First note that it is not self-evident that a stable negative ion exists. Atoms, even inert noble gasses, can be weakly bound together by Van der Waals/London forces. You might think that similarly, a distant electron could be weakly bound to an atom or molecule through the dipole strength it induces in the atom or molecule. The atom’s or molecule’s electron cloud would move a bit away from the distant electron, allowing the nucleus to exert a larger attractive force on the distant electron than the repulsive force by the electron cloud. Remember that according to the variational principle, the energy of the atom or molecule does not change due to small changes in wave function, while the dipole strength does. So the electron would be weakly bound.

It sounds logical, but there is a catch. A theoretical electron at rest at infinity would have an infinitely large wave function blob. If it moves slightly towards the attractive side of the dipole, it would become somewhat localized. The associated kinetic energy that the uncertainty principle requires, while small at large distances, still dwarfs the attractive force by the induced dipole which is still smaller at large distances. So the electron would not be bound. Note that if the atom or molecule itself already has an inherent dipole strength, then if you ballpark the kinetic energy, you find that for small dipole strength, the kinetic energy dominates and the electron will not be bound, while for larger dipole strength, the electron will move in towards the electron cloud with increasing binding energy, presumably until it hits the electron cloud.

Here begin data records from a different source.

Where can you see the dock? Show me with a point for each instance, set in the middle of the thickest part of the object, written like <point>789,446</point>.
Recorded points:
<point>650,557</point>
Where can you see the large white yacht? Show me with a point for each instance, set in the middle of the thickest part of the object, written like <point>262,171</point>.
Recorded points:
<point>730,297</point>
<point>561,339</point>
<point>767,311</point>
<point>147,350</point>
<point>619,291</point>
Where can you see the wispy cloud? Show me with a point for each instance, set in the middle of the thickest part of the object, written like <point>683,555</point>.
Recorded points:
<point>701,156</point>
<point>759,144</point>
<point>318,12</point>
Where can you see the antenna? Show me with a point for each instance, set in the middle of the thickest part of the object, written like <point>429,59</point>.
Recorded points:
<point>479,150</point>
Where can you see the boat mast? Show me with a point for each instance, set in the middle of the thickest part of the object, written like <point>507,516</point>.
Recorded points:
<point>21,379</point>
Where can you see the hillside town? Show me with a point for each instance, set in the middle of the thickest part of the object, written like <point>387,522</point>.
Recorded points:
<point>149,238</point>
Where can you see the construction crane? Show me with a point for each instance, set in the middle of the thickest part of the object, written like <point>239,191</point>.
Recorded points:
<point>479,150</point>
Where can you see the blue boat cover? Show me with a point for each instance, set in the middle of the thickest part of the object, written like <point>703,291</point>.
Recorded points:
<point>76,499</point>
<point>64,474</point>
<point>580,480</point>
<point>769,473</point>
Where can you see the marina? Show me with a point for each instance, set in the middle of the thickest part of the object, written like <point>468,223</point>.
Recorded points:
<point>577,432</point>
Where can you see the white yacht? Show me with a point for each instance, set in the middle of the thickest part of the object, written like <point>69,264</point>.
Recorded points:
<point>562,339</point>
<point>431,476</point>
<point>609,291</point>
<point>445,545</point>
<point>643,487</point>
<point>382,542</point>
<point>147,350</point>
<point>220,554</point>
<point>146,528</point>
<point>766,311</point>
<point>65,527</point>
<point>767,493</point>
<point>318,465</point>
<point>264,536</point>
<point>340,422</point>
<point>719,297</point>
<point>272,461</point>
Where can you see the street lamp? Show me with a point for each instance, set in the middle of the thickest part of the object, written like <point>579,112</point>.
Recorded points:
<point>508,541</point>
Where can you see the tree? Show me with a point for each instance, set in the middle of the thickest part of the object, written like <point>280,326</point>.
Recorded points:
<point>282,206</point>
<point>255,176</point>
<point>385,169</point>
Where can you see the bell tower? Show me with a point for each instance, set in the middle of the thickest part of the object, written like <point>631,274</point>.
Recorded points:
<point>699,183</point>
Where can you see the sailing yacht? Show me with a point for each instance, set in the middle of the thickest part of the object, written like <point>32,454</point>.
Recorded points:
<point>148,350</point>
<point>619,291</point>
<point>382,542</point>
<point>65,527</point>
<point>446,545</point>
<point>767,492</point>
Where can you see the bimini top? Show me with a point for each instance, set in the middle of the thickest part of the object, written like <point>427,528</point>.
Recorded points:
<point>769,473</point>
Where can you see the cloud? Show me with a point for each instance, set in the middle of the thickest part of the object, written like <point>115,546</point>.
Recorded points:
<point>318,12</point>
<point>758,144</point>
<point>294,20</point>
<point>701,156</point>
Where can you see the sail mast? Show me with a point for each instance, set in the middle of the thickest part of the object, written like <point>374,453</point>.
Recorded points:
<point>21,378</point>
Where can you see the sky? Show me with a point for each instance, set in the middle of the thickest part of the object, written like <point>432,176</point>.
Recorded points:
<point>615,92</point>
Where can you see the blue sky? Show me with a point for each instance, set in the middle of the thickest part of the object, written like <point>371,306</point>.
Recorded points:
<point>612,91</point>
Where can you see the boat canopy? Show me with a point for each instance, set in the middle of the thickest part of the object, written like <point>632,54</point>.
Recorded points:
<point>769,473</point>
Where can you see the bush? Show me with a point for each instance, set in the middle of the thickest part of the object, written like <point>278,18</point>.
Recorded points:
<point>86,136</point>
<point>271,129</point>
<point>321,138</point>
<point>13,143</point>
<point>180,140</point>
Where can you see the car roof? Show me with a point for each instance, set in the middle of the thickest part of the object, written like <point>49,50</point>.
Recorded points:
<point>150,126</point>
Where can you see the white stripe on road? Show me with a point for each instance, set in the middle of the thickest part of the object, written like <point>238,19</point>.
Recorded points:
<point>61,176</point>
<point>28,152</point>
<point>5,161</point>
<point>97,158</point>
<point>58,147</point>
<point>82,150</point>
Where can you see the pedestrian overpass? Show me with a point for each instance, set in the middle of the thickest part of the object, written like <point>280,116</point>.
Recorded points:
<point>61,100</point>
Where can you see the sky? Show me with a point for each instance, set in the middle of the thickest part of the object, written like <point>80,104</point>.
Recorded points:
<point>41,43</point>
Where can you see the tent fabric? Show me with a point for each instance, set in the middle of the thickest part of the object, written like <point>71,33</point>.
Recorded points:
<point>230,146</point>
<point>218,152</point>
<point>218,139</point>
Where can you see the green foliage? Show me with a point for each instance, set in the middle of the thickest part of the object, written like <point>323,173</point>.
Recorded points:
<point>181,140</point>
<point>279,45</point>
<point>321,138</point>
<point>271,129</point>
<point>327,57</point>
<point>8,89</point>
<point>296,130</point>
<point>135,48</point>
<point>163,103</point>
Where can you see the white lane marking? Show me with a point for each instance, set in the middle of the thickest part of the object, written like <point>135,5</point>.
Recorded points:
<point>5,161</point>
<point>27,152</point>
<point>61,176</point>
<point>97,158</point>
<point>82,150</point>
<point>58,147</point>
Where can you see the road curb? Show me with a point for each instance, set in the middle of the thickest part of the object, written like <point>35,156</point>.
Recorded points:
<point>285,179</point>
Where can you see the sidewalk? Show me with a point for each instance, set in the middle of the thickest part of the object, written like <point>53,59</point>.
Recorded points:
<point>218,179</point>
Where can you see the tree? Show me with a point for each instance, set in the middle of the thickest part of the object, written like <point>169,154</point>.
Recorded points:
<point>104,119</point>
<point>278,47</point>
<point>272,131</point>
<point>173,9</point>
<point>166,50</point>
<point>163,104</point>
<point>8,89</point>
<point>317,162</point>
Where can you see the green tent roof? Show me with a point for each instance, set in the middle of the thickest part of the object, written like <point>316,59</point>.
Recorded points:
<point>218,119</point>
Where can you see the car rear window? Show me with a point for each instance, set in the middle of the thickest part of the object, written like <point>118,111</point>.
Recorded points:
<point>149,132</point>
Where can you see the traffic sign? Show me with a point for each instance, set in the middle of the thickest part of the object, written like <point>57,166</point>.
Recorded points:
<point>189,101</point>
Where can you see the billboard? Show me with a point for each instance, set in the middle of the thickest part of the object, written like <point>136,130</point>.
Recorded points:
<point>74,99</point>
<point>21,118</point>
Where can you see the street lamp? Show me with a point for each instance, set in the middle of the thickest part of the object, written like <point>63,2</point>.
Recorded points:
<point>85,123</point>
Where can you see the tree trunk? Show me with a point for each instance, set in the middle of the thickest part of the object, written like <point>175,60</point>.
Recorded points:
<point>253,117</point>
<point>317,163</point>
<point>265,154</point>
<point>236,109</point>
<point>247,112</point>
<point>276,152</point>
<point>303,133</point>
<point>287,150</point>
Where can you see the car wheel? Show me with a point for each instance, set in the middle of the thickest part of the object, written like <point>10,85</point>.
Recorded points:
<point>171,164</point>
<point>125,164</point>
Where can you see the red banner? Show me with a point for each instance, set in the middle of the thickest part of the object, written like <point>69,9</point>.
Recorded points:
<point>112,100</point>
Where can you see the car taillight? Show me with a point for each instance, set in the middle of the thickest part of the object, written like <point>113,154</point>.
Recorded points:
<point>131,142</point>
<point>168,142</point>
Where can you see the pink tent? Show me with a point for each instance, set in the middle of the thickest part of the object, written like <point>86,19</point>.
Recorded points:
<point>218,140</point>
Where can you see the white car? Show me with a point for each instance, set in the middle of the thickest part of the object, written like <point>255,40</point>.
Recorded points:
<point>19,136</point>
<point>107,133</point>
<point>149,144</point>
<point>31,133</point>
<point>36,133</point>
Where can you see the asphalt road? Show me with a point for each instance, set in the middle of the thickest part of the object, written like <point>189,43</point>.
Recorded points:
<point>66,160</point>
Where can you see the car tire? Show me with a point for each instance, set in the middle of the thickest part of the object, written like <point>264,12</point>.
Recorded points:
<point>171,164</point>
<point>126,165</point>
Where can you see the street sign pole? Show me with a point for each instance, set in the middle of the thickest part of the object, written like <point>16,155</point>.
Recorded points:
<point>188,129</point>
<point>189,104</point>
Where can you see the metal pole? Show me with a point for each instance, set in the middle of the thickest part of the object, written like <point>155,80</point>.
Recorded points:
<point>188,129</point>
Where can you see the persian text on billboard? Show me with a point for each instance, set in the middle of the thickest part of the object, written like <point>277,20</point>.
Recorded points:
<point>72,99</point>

In the case that there is no stable negative ion, the question is, what to make of the definitions of electron affinity above. If there is a requirement that the additional electron be placed in the valence shell, there would be energy needed to do so for an unstable ion. Then the electron affinity would be negative. If there is however no requirement to place the electron in the valence shell, you could make the negative value of the electron affinity arbitrarily small by placing the electron in a sufficiently highly-excited state. Then there would be no meaningful value of the electron affinity, except maybe zero.

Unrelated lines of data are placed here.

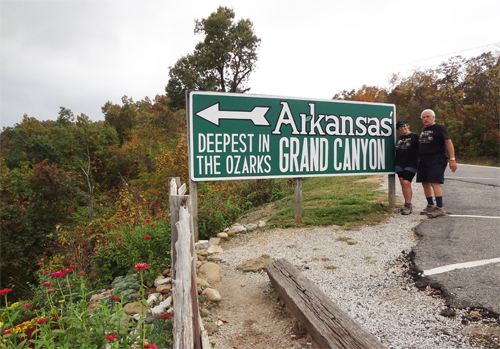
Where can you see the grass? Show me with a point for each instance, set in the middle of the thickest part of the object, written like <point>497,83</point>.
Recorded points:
<point>344,201</point>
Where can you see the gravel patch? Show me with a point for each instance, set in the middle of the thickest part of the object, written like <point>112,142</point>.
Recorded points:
<point>364,272</point>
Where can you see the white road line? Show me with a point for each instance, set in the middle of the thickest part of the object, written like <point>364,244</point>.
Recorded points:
<point>470,216</point>
<point>451,267</point>
<point>492,167</point>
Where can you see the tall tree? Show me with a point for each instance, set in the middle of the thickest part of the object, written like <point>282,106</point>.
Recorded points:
<point>223,61</point>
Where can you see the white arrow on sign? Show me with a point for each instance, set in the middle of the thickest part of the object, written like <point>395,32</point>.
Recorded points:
<point>214,114</point>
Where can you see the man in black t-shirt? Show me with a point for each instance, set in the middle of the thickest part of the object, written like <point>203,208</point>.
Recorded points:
<point>406,162</point>
<point>433,142</point>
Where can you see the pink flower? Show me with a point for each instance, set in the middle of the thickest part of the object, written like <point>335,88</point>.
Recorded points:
<point>141,266</point>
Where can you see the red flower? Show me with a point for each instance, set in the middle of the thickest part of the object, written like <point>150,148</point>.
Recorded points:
<point>5,291</point>
<point>166,316</point>
<point>141,266</point>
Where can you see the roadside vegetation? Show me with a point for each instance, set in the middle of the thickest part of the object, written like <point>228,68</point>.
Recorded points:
<point>85,202</point>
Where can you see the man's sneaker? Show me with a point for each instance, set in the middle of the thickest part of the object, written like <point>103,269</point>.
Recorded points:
<point>438,212</point>
<point>428,209</point>
<point>408,209</point>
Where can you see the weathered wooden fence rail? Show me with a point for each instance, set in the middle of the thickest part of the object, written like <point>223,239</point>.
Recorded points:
<point>329,326</point>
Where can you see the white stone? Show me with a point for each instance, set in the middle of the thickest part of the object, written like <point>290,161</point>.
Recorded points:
<point>162,306</point>
<point>251,226</point>
<point>222,236</point>
<point>238,228</point>
<point>215,249</point>
<point>211,294</point>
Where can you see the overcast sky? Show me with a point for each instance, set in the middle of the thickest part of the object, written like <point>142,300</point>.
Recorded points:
<point>79,54</point>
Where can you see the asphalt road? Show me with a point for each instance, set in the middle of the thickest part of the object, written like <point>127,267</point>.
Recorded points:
<point>465,245</point>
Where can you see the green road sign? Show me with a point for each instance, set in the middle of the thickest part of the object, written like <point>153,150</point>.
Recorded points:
<point>241,136</point>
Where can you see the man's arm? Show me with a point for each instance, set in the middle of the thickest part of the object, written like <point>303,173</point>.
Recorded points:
<point>451,151</point>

Various reputed sources differ greatly about what to make of the electron affinities if there is no stable negative ion. The CRC Handbook of Chemistry and Physics lists noble gasses, metals with filled s shells, and nitrogen all as not stable rather than giving a negative electron affinity for them. That seems to agree with the IUPAC definition above, which does not require a valence shell position. However, the Handbook does give a small negative value for ytterbium. A 2001 professional review paper on electron affinity mentioned that it would not discuss atoms with negative electron affinities, seemingly implying that they do exist.

Quite a lot of web sources list specific negative electron affinity values for atoms and molecules. For example, both Wikipedia and HyperPhysics give specific negative electron affinity values for benzene. Though one web source based on Wikipedia (!) claims the opposite.

Also note that references, like Wikipedia and HyperPhysics, differ over how the sign of electron affinity should be defined, making things even more confusing. Wikipedia however agrees with the IUPAC Gold Book on this point: if a stable ion exist, there is a positive affinity. Which makes sense; if you want to specify a negative value for a stable ion, you should not give it the name affinity.

Wikipedia (July 2007) also claims: “All elements have a positive electron affinity, but older texts mistakenly report that some elements such as inert gases have negative [electron affinity], meaning they would repel electrons. This is not recognized by modern chemists.” However, this statement is very hard to believe in view of all the authoritative sources, like the CRC Handbook above, that explicitly claim that various elements do not form stable ions, and often give explicit negative values for the electron affinity of various elements. If the 2007 Handbook would after all these years still misstate the affinity of many elements, would not by now a lot of people have demanded their money back? It may be noted that Wikipedia lists Ytterbium as blank, and the various elements listed as not stable by the CRC handbook as stars, in other words, Wikipedia itself does not even list the positive values it claims.